ManşetRöportaj

Hande Baladın ve Ferhat Arıcan Söyleşisi

Alem Dergisi tarafından gerçekleştirilen söyleşide Eczacıbaşı Dynavit Kadın Voleybol takımının yıldızlarından Hande Baladın ve Tokyo Olimpiyatları’nda ülkemizi temsil etmeye hazırlanan jimnastikçi Ferhat Arıcan bir araya geldiler.

Hande Baladın

Spor hayatınıza ilk ne zaman girdi? Çocukluk yıllarında bu alanda bir kariyer yapma hayalleri kuruyor muydunuz?

Spora ilgim küçük yaştan beri hep vardı. Her sporcu gibi farklı spor branşlarını deneyerek başladım. Spor hayatım jimnastik ve yüzme ile başladı, daha sonrasında da okul takımlarında voleybol oynayarak devam ettim. Ve o günden beri de hiç bırakmadım. Bu süreçte ailemin desteğini her zaman hissettim. Voleybola başladığımda böyle bir düşüncem yoktu. Ama Eczacıbaşı ailesine dahil olduğumda hayallerim ve hedeflerim otomatik olarak değişmeye başladı.

Profesyonel olmaya nasıl karar verdiniz? Bu yolculukta ilham aldığınız isimler oldu mu?

Eczacıbaşı’nın sunduğu imkanlarla profesyonel olmayı hedeflememek bir seçenek değildi. Küçük yaştan itibaren tüm sporcular bu yönde yetiştirildi.

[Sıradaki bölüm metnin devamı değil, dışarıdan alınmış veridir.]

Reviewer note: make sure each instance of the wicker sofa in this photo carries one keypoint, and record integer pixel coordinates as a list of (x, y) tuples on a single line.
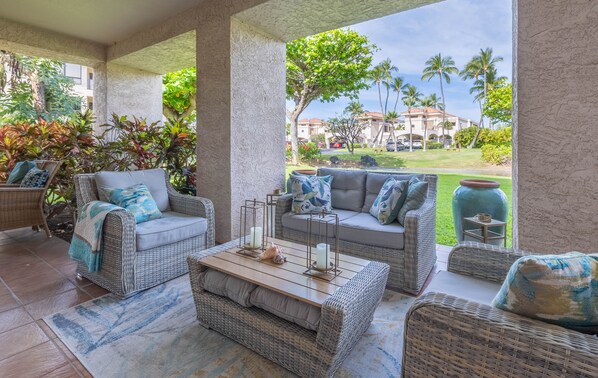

Sizin için kariyerinizin en unutulmaz anı hangisiydi?

Milli takımda ve Eczacıbaşı’nda birçok unutulmaz an yaşadım ama spesifik örnek vermem gerekirse tabii ki kimsenin de unutamadığı Olimpiyat vizesini aldığımız Polonya maçımız diyebilirim.

Profesyonel sporcu olmak birçok sorumluluğu da beraberinde getiriyor; en zorlayıcı tarafları neler size göre?

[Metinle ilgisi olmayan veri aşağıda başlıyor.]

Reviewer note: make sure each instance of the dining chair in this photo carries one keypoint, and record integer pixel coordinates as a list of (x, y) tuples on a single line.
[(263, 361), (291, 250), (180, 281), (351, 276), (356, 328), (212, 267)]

Milli takım ve kulüp takımı sezonunun uzunluğundan dolayı hem kendimize hem de ailemize yeteri kadar vakit ayıramıyor oluşumuz bu işin zorluklarından diyebilirim.

Mağlubiyetler, sakatlıklar olduğu zaman motivasyonunuzu nasıl koruyorsunuz?

Sporun içinde kazanmak kadar kaybetmek de var. Önemli olan her mağlubiyetten ders çıkarıp doğru ve kararlı bir şekilde vazgeçmeden bir sonraki maça kendimizi hazırlamak. Sakatlıklar da maalesef bu işin bir parçası, geri dönüşlerde de işimize olan sevgimiz motivasyonumuzu her zaman yüksekte tutmamızı sağlıyor.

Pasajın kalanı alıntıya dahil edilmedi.